Free se détourne finalement d’Orange pour solliciter SFR et Bouygues Telecom afin de lui trouver une place dans leur grand projet de mutualisation de réseau. Une requête qui ne met pas forcément d’accord les deux réseaux.

Free Mobile

Et ce qui devait arriver arriva. Free Mobile se tourne finalement vers SFR et Bouygues Telecom pour mutualiser son réseau avec le couple d’opérateurs. Dans un courrier adressé le 19 novembre aux PDG des deux sociétés et à l’Arcep, Free dévoile officiellement son souhait de rejoindre le grand projet de mutualisation de réseau.

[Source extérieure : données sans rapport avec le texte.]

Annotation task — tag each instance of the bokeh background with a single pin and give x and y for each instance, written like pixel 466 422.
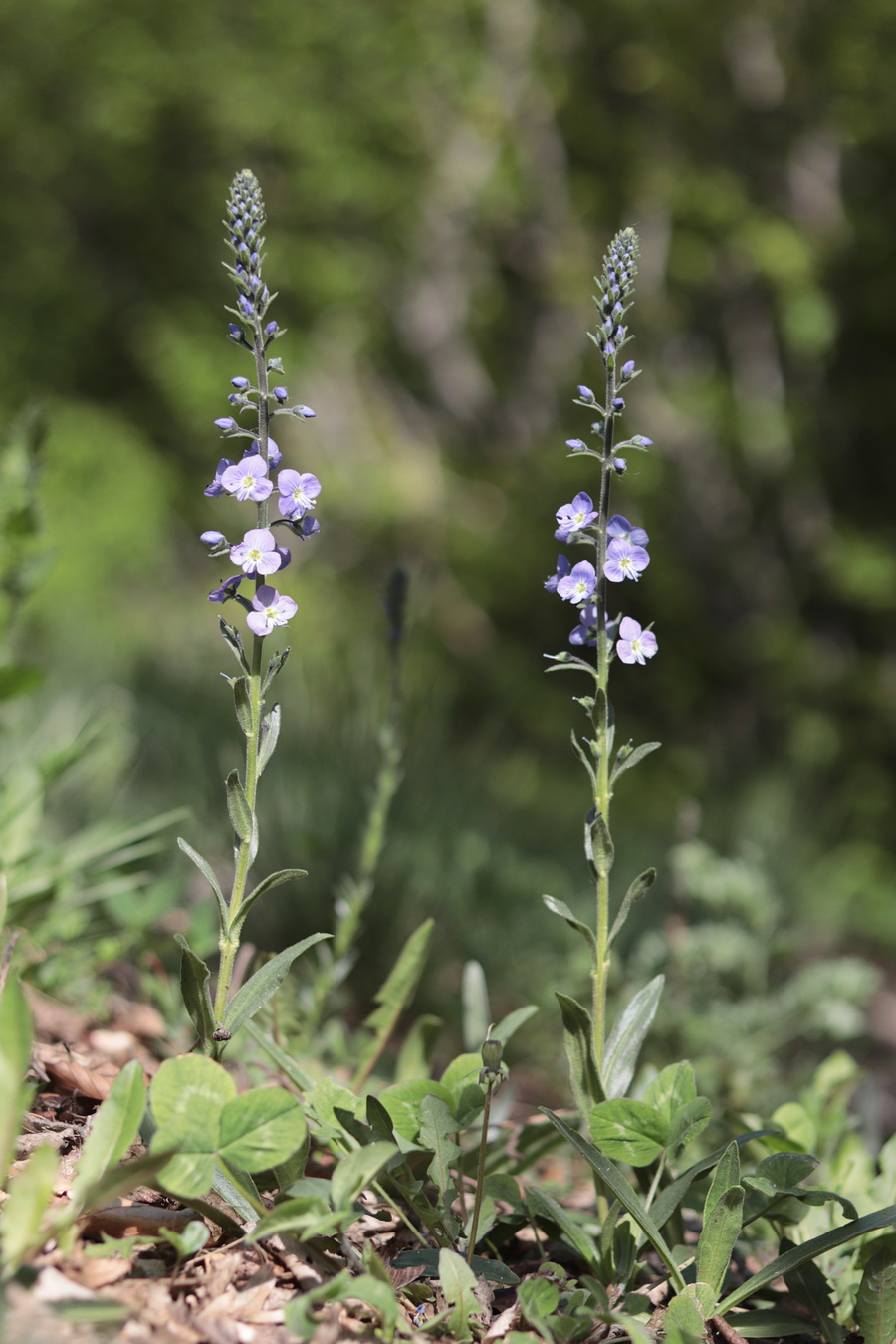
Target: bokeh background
pixel 442 177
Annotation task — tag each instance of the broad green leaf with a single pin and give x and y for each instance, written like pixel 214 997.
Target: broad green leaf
pixel 113 1129
pixel 392 998
pixel 193 988
pixel 619 1187
pixel 726 1175
pixel 577 1041
pixel 541 1205
pixel 402 1101
pixel 23 1213
pixel 274 879
pixel 458 1285
pixel 876 1300
pixel 15 1051
pixel 238 809
pixel 357 1170
pixel 720 1232
pixel 625 763
pixel 782 1265
pixel 208 874
pixel 637 891
pixel 560 907
pixel 808 1286
pixel 258 988
pixel 626 1039
pixel 261 1128
pixel 629 1131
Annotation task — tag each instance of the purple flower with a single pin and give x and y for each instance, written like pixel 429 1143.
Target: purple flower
pixel 563 568
pixel 257 553
pixel 226 590
pixel 297 492
pixel 573 517
pixel 579 584
pixel 585 630
pixel 625 560
pixel 216 487
pixel 634 644
pixel 619 526
pixel 249 480
pixel 270 609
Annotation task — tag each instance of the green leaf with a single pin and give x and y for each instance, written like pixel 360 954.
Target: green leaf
pixel 238 809
pixel 631 757
pixel 808 1250
pixel 458 1285
pixel 260 987
pixel 437 1133
pixel 274 879
pixel 541 1205
pixel 193 988
pixel 208 874
pixel 619 1187
pixel 626 1039
pixel 392 998
pixel 357 1170
pixel 876 1300
pixel 30 1194
pixel 598 844
pixel 113 1129
pixel 637 891
pixel 261 1128
pixel 577 1041
pixel 720 1232
pixel 560 907
pixel 808 1286
pixel 242 705
pixel 269 736
pixel 629 1131
pixel 15 1052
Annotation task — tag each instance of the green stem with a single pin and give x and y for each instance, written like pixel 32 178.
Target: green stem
pixel 600 722
pixel 480 1175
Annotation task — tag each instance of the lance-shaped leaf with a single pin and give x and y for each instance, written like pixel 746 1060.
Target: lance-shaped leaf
pixel 269 736
pixel 392 998
pixel 274 879
pixel 577 1041
pixel 810 1250
pixel 619 1187
pixel 626 1037
pixel 626 757
pixel 193 988
pixel 242 703
pixel 720 1232
pixel 876 1300
pixel 208 874
pixel 637 891
pixel 560 907
pixel 260 987
pixel 238 809
pixel 113 1131
pixel 598 844
pixel 234 641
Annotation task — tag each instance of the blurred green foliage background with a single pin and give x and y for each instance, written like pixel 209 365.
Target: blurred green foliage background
pixel 442 177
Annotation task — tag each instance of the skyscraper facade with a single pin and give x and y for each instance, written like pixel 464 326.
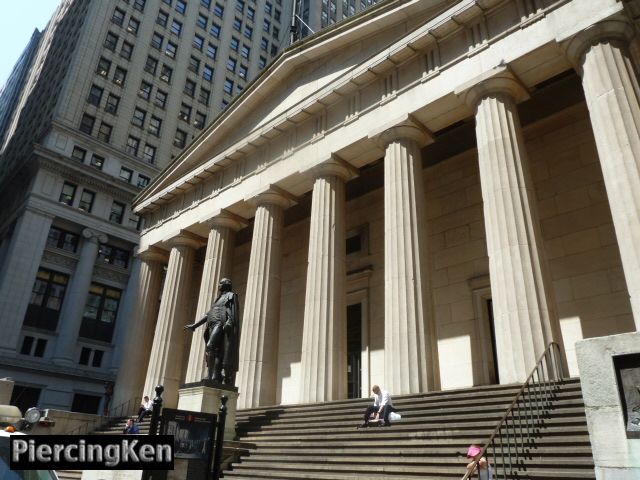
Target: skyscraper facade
pixel 116 90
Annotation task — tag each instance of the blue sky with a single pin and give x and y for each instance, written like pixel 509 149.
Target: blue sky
pixel 18 20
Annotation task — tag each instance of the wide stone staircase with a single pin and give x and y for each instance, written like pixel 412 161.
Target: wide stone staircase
pixel 321 441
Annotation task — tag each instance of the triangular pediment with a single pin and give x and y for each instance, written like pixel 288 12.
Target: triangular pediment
pixel 306 78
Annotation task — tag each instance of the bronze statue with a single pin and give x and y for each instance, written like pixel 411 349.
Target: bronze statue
pixel 222 335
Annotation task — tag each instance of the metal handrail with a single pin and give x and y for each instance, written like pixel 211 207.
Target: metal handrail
pixel 535 396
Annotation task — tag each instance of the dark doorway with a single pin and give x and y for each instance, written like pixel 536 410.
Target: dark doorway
pixel 494 370
pixel 354 350
pixel 25 397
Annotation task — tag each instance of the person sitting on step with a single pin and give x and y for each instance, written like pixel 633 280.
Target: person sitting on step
pixel 381 408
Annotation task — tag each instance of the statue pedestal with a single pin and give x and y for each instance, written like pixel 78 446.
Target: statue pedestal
pixel 204 396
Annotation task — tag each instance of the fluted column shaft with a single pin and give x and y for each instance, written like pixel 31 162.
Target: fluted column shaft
pixel 523 305
pixel 261 318
pixel 165 362
pixel 137 342
pixel 410 341
pixel 217 265
pixel 18 273
pixel 324 338
pixel 613 98
pixel 76 298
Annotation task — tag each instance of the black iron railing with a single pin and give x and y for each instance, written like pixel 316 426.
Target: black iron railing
pixel 523 419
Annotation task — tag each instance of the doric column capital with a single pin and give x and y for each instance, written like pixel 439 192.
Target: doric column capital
pixel 153 254
pixel 186 239
pixel 272 195
pixel 498 81
pixel 618 31
pixel 405 127
pixel 333 167
pixel 94 236
pixel 225 219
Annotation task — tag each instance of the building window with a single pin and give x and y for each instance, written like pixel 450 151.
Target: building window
pixel 112 104
pixel 176 27
pixel 68 193
pixel 100 312
pixel 111 41
pixel 145 90
pixel 143 181
pixel 198 42
pixel 28 346
pixel 151 65
pixel 180 139
pixel 132 147
pixel 86 124
pixel 126 50
pixel 166 73
pixel 163 18
pixel 104 132
pixel 215 30
pixel 212 50
pixel 161 99
pixel 171 50
pixel 205 95
pixel 156 41
pixel 95 95
pixel 228 86
pixel 199 120
pixel 118 17
pixel 119 76
pixel 189 87
pixel 139 117
pixel 46 300
pixel 134 26
pixel 194 64
pixel 78 154
pixel 117 212
pixel 207 73
pixel 103 68
pixel 185 113
pixel 97 161
pixel 86 200
pixel 62 239
pixel 155 124
pixel 113 255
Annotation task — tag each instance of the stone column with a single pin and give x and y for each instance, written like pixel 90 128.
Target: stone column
pixel 138 338
pixel 410 338
pixel 261 317
pixel 523 305
pixel 19 272
pixel 217 265
pixel 324 338
pixel 601 56
pixel 75 299
pixel 165 361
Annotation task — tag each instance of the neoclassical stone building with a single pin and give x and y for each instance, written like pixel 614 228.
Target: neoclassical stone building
pixel 422 197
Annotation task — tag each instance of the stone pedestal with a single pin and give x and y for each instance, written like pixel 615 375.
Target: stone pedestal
pixel 204 396
pixel 615 456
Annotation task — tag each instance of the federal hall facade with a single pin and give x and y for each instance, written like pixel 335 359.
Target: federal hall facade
pixel 422 197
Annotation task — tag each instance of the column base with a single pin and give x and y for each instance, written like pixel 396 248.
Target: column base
pixel 204 396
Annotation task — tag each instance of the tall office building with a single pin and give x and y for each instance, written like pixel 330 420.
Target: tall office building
pixel 116 90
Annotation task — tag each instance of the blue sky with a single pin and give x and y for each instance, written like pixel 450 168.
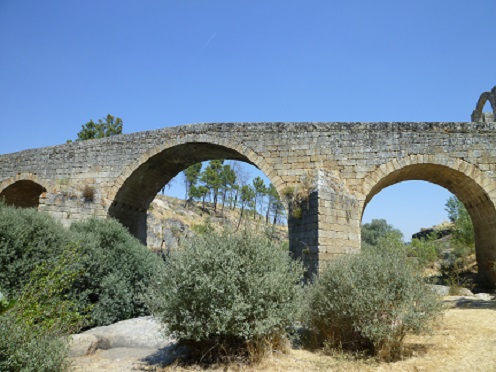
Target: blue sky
pixel 165 63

Free, qui vient d’arriver sur le marché de la téléphonie mobile début 2012, et qui revendique déjà 11% de part de marché, ne souhaite surtout pas se sentir marginalisé. “Un accord entre deux des trois opérateurs de réseaux mobiles historiques qui ne prévoirait pas l’accueil du quatrième opérateur nous semblerait être un facteur de déstabilisation majeur. De plus, un tel accord pourrait être juridiquement critiquable”, écrit Maxime Lombardini, directeur général d’Iliad, maison mère du quatrième opérateur. Ainsi, il laisse entendre qu’il pourrait même aller jusqu’à saisir la justice ou le gendarme de la concurrence. Il demande alors solennellement à ses deux concurrents “une proposition raisonnable d’accueil des fréquences de Free Mobile en “RAN Sharing” [comprendre : partage des équipement actifs] sur le réseau que vous envisagez de mutualiser.

Pour l’heure, seul SFR a l’air de montrer de l’enthousiasme face au projet de partage de réseau avec Free. Si l’opérateur au carré rouge ne veut opposer “aucune forme de refus” à la demande du réseau de Xavier Niel, il juge cependant que la démarche est “prématurée” puisque “la construction de l’accord à deux est loin d’être aboutie sur les plans technique et juridique”. De son côté, Bouygues Telecom ne fait aucun commentaire.

Rappelons qu’au départ, on pressentait un rapprochement entre Free et Orange pour une mutualisation du réseau. Le ministère de l’Économie et des Finances rejoint par l’Arcep avait même incité les deux opérateurs à signer un accord dans cette optique. Or, la direction d’Orange, en la personne de Stéphane Richard, avait catégoriquement affirmé ne pas vouloir “partager ses efforts avec d’autres.”

Et Orange dans tout ça ?

Free bénéficie actuellement d’un partenariat avec l’opérateur historique dans le cadre d’un accord d’itinérance qui lui permet d’utiliser le réseau d’Orange dans les zones qu’il ne couvre pas encore pour la 2G et la 3G. On s’interroge donc sur l’avenir de cet accord si jamais SFR et Bouygues Telecom décident d’intégrer Free à leur consortium. Même dans le cas contraire, l’accord pourrait en pâtir et Free se retrouverait coincé entre deux géants : Orange d’un côté, SFR et Bouygues Telecom de l’autre. En effet, SFR et Bouygues Telecom pourraient refuser, avançant comme excuse le retardement de leurs projets commun. Voila pourquoi Free joue la carte de la diplomatie. “Nous ne souhaitons pas gêner l’accord Bouygues Telecom-SFR, nous voulons simplement qu’ils nous proposent une offre d’accueil sur une partie de la zone”, peut-on lire sur la lettre adressée aux deux opérateurs. “Techniquement, cela ne pose pas de problème et économiquement cela a beaucoup de sens pour toutes les parties”, conclut le courrier.